Reinforcement Learning with Exogenous States and Rewards
George Trimponias, Thomas G. Dietterich
TL;DR
This work addresses the slow learning caused by exogenous variability in reinforcement learning by introducing a formal exogenous–endogenous decomposition of MDPs under additive reward structure. It shows that the endogenous MDP, coupled with the exogenous reward regression, yields a decomposed Bellman structure where optimizing the endogenous MDP suffices for optimal policy in the original MDP. The authors formalize exogeno-decomposition, prove the maximal exogenous subspace exists and is unique, and develop two practical algorithms, GRDS and SRAS, to discover the exogenous subspace when mixing is linear; they also propose the CCC surrogate for conditional mutual information. Empirical results across high-dimensional linear, nonlinear, discrete, and combinatorial-action MDPs demonstrate substantial speedups and, in many cases, end-to-end performance matching or exceeding an endogenous-reward oracle, with Simplified-GRDS often the most robust option.

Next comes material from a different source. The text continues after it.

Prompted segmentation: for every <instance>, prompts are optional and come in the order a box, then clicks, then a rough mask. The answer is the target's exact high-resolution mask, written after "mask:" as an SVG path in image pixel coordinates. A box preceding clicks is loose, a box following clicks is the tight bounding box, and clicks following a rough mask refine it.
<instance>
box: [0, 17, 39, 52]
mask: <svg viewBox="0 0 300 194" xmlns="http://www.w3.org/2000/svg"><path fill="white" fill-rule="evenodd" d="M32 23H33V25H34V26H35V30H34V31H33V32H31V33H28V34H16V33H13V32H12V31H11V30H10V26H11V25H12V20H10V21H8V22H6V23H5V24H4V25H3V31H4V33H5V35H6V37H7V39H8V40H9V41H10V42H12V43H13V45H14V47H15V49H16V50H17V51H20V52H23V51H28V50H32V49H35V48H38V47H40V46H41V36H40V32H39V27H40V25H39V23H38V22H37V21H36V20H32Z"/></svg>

The work advances RL in environments with uncontrollable exogenous factors by providing a principled, online method to isolate and remove exogenous reward noise, accelerating learning in complex control tasks.
Abstract
Exogenous state variables and rewards can slow reinforcement learning by injecting uncontrolled variation into the reward signal. This paper formalizes exogenous state variables and rewards and shows that if the reward function decomposes additively into endogenous and exogenous components, the MDP can be decomposed into an exogenous Markov Reward Process (based on the exogenous reward) and an endogenous Markov Decision Process (optimizing the endogenous reward). Any optimal policy for the endogenous MDP is also an optimal policy for the original MDP, but because the endogenous reward typically has reduced variance, the endogenous MDP is easier to solve. We study settings where the decomposition of the state space into exogenous and endogenous state spaces is not given but must be discovered. The paper introduces and proves correctness of algorithms for discovering the exogenous and endogenous subspaces of the state space when they are mixed through linear combination. These algorithms can be applied during reinforcement learning to discover the exogenous subspace, remove the exogenous reward, and focus reinforcement learning on the endogenous MDP. Experiments on a variety of challenging synthetic MDPs show that these methods, applied online, discover large exogenous state spaces and produce substantial speedups in reinforcement learning.